Fato é que a falta de uma cooperação internacional que assegure o seu financiamento ao longo do tempo pode ser listada, sem dúvida alguma, como uma dessas razões, senão a maior delas. Sem recursos assegurados, iniciativas que começam com grande potencial acabam se dissolvendo em pequenos projetos-piloto, sem gerar o impacto necessário, nem garantir sua continuidade.
Para superar esses desafios, é essencial que o financiamento seja de longo prazo, com um fluxo contínuo que apoie não apenas as ações emergenciais, mas, sobretudo, políticas estruturais que possam promover a resiliência futura dos sistemas alimentares. Não podemos continuar com respostas pontuais e descoordenadas, que focam no alívio imediato, mas deixam de lado a necessária adaptação às mudanças climáticas em curso. Sem uma abordagem bem articulada internacionalmente entre países doadores e receptores, as metas de erradicar a miséria e a fome continuarão fora do alcance da Agenda 2030 e serão apenas um símbolo de aspirações não realizadas.
A Aliança Global contra a Fome e a Pobreza, proposta atualmente pela presidência brasileira do G20, representa mais uma tentativa de consolidar esses esforços. Esta iniciativa chega em um momento crítico no qual a estimativas em relação à população mundial desnutrida, assim como em relação à pobreza absoluta estancaram, interrompendo a sua lenta trajetória de redução.

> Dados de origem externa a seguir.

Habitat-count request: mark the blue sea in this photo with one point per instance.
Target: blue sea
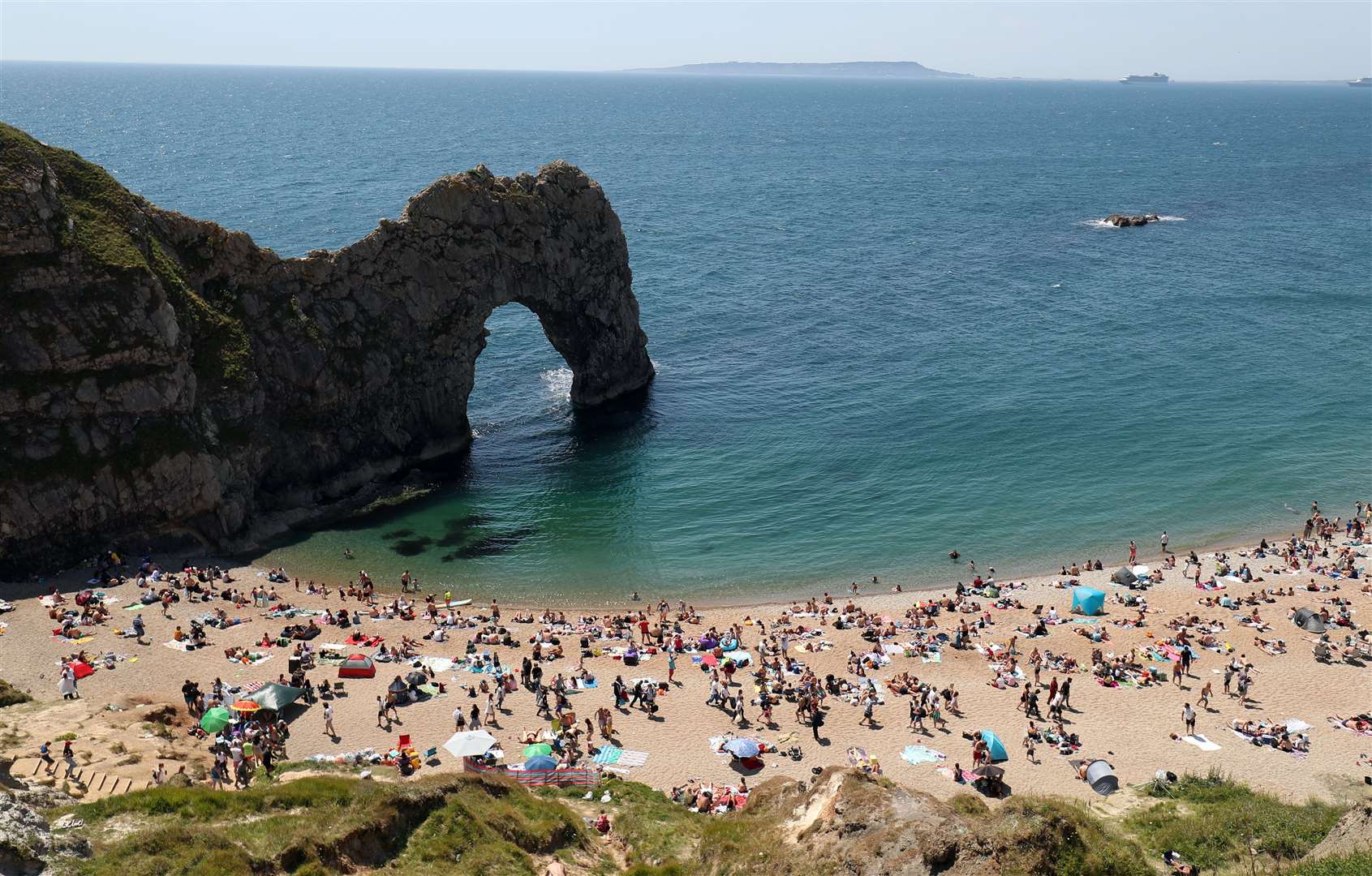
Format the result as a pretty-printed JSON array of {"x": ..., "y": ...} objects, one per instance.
[{"x": 887, "y": 320}]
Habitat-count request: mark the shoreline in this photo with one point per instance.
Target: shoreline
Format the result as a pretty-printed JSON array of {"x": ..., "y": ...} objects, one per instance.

O recente anúncio de que o Novo Banco de Desenvolvimento (NDB), também conhecido como Banco dos Brics, integrará a base de financiamento da aliança, é um passo importante. Entretanto, esse financiamento deve ser parte de um esforço internacional mais amplo, garantido por um mecanismo financeiro global que seja capaz de sustentar as ações de longo prazo, promovendo soluções que integrem a proteção da segurança alimentar, a adaptação às mudanças climáticas e a tão desejada maior justiça social.
Parece óbvio que, para ter chance de sucesso, precisamos garantir que os compromissos financeiros dessa nova iniciativa se complementem, evitando a fragmentação que tanto prejudicou as outras no passado. Ou seja, não basta criar novas iniciativas — é preciso também aprender com os erros cometidos, e uma boa avaliação externa ajudaria muito nesse momento em que não podemos errar, pelo menos para não repetir os erros anteriores.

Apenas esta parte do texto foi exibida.